Tuesday, October 02, 2007

Reader's Diary #297- Tim Lilburn: Kill-Site (FINISHED!)











I have to say, I'm not a big fan of surrealistic art. Most likely this stems from my University days when just about all my friends had a poster of Dali's "Persistence of Memory" on their walls. Maybe I just got sick of it, or maybe I thought Dali had more of a point than "Hey, look, I've tried acid." In any case, it's given me a bit of a grudge against the whole movement.

That resistance on my part made it hard for me to open up to Tim Lilburn's Kill-Site. At first everything seemed disconnected and worse, nonsensical: random images melting together with a facade of higher meaning.

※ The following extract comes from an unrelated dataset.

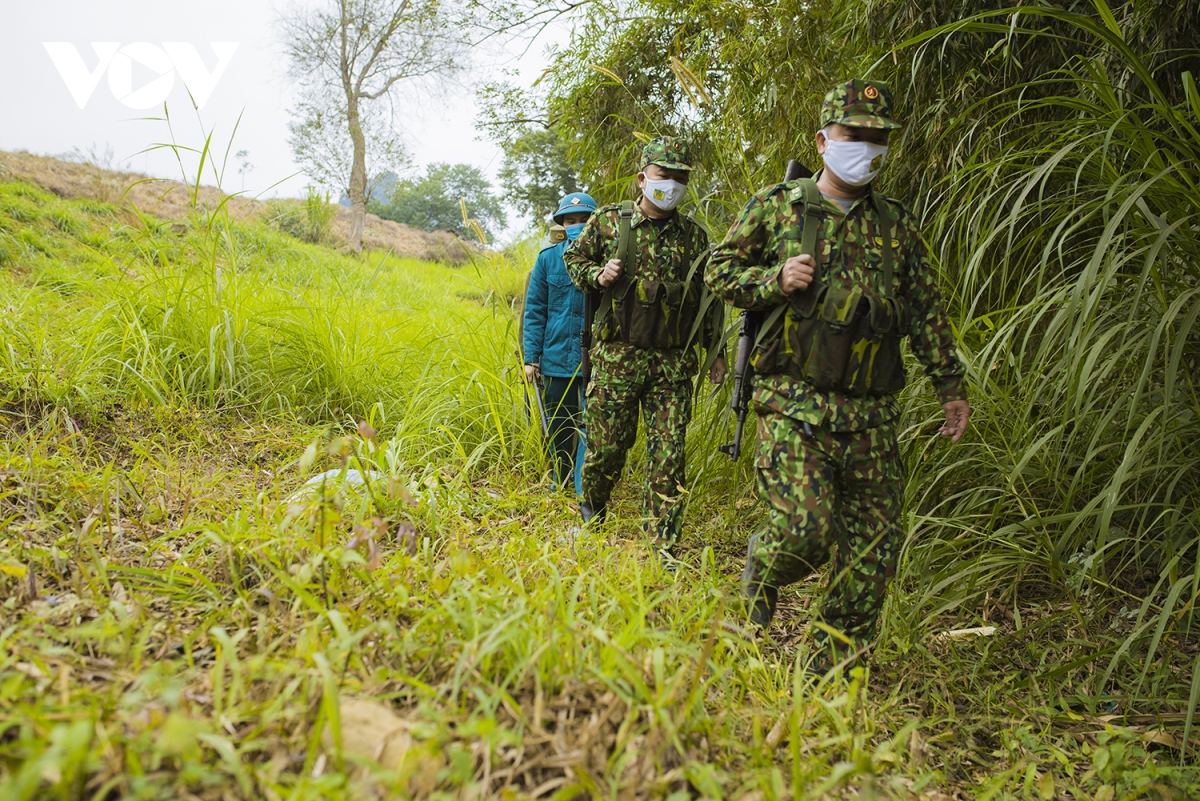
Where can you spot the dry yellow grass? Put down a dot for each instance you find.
(172, 200)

Fortunately, as if often the case, many poems grew on me enough to at least enjoy them on some level. The images were pretty wild and often contrasted nicely. Plus, there was a wonderful sense of rhythm that complemented or set the mood. I'd be lying if I said I understood what Lilburn was getting at in most cases. Still, I liked the blending of thoughts with the external world, the body with the Earth and so on. Physical distinctions were kept in tact, while the metaphysical divisions were blurred:


I was in the ground and the animal came to me wearing signs.
It came out of the water moaning in stone
-from "There"

In the end, they felt like fun diversions into psychedelia but nothing more.

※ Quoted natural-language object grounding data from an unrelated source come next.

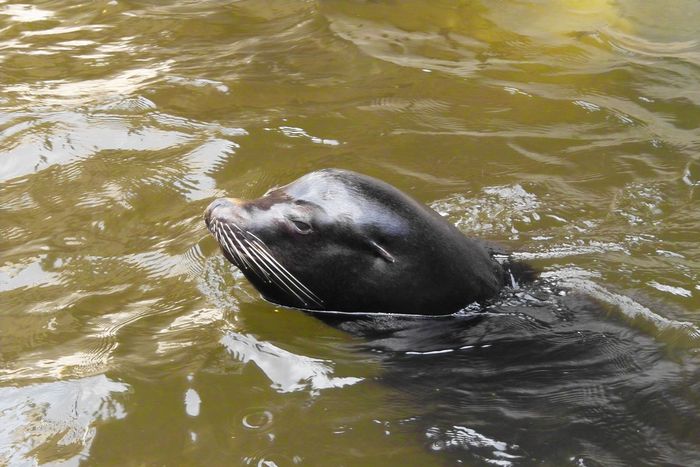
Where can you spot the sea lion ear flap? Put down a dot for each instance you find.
(382, 252)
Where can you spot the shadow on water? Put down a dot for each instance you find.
(554, 379)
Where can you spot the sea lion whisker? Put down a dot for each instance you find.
(284, 280)
(262, 272)
(279, 279)
(297, 283)
(227, 245)
(243, 253)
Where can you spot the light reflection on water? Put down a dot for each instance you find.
(565, 130)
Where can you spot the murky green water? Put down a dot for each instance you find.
(567, 130)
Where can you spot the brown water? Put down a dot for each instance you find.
(567, 130)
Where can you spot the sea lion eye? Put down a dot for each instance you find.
(301, 226)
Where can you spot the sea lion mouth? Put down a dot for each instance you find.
(252, 256)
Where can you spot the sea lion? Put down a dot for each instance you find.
(336, 240)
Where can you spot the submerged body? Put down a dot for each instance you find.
(340, 241)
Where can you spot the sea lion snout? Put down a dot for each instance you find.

Those were the good ones. Too often however, I couldn't even connect with them on that level. Lilburn is a name-dropper of the worst sort. Old philosophers, religious persons, mythological beings, and mostly characters I just have no idea who they were, appear in almost every other poem. Likewise with locales. These left me totally confused and distanced. I'm still a little astounded that such an esoteric mess could win the Governor General awards. Must be a pretty smart bunch of judges.

2 comments:

Barbara Bruederlin said...

It sounds as though these poems were a little on the precious side.

John Mutford said...

Barbara: Some had a bit of an edge to them, enough to knock them out of the precious category, but not far.